I've been looking into buying a new helmet and as always I get way too in depth on the research of the whatever it is I'm buying. I have found that there is little info on Brock foam, which is used in the Bern hard hats. The only link I could find with really any info was this >> Bicycle Helmet Foam

I'm curious what your experiences are with different types of helmet foams. Does soft foam provide adequate protection for snowboarding? Or should we listen to the safety standards and go with the EPS hard foam?

The only experience I have with soft foam helmets is with baseball helmets. Baseball helmets use a very soft foam and the can withstand a 90 mph fastball, granted most hits are usually a glancing blow because of the round object on round object collision. I have seen direct hits, though not 90 mph, that didn't even result in a concussion.

Is Brock foam a good form of protection of is just for the mild blows with no protection in a major hit?


----------



## legallyillegal (Oct 6, 2008)

football helmets use vinyl nitrile (shit), relying on the shell to disperse energy (and mostly failing until the latest helmets)
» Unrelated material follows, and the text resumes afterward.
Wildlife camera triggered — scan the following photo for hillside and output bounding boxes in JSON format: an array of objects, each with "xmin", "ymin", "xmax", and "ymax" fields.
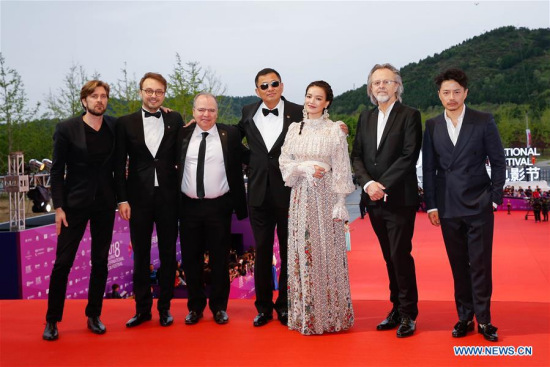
[{"xmin": 330, "ymin": 26, "xmax": 550, "ymax": 114}]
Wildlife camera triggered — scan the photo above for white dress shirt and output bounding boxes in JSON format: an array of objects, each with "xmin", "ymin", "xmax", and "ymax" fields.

hockey helmets use vinyl nitrile, but EPP (good) is slowly being introduced

baseball helmets (also rely on the shell for energy dispersal - they get seriously deformed on impact) use urethane foam (shit), but like hockey helmets, EPP is slowly being introduced

almost all skate/bike helmets use EPS (shit)

almost all ski helmets use EPS

Brock, EPP, Zorbium, and the other multi-impact foams (other than urethane and vinyl) are superior to single-impact shit like EPS


the standard certification test involves just dropping the helmet from a small height


----------



## HoboMaster (May 16, 2010)

I don't think you have to be worried about the brockfoam not providing adequate protection. From what I understand unless your going to be taking a massive death-defying fall on your head while doing something nutters, the brockfoam holds up fine. For average and above-average impact use it works better.


----------



## Qball (Jun 22, 2010)

Yeah it seems like the way they test helmets is pretty dumb. Dropping them straight down on to an anvil isn't a realistic situation. If I'm going to spear a rock with the crown of my helmet it seems like I would snap my kneck regardless if the helmet saved my head or not. I've noticed that Bern seems to advertise their Hard Hats more than they do the EPS helmets, but due to possibilities of lawsuits, they can't say much about the protection of the Hard Hats because they don't comply with the tests.


----------



## Nivek (Jan 24, 2008)

My Brock foam Bern has been much better at protection than any others I've used. Hard foam, like the shell of the helmet, takes up a lot of the shock. What it doesn't do is give your head additional time to slow down. This is where a hard shell and Brock makes more sense. The shell deforms and takes most the impact shock, and the Brock foam lets your head decelerate. You wont break your head in either, but Brock and the like keep headaches (concussions) away.


----------



## Qball (Jun 22, 2010)

After doing a little reading...
EPS: Absorbs energy by compressing and breaking apart, decelerating the head at a slower rate. Once the shell is completely broken the helmet is unable to absorb any more energy, which means whatever energy is left is sent directly to the head. Helmet is useless after one good impact.

Brock: Compresses and deforms to absorb impact. Shell also deforms and possibly breaks, depending on amount of energy, to absorb impact. Once shell is broken and foam is totally compressed, the rest of the energy is transferred directy to the head. Foam rebounds back to original form and helmet is good to use as long as shell is intact.


----------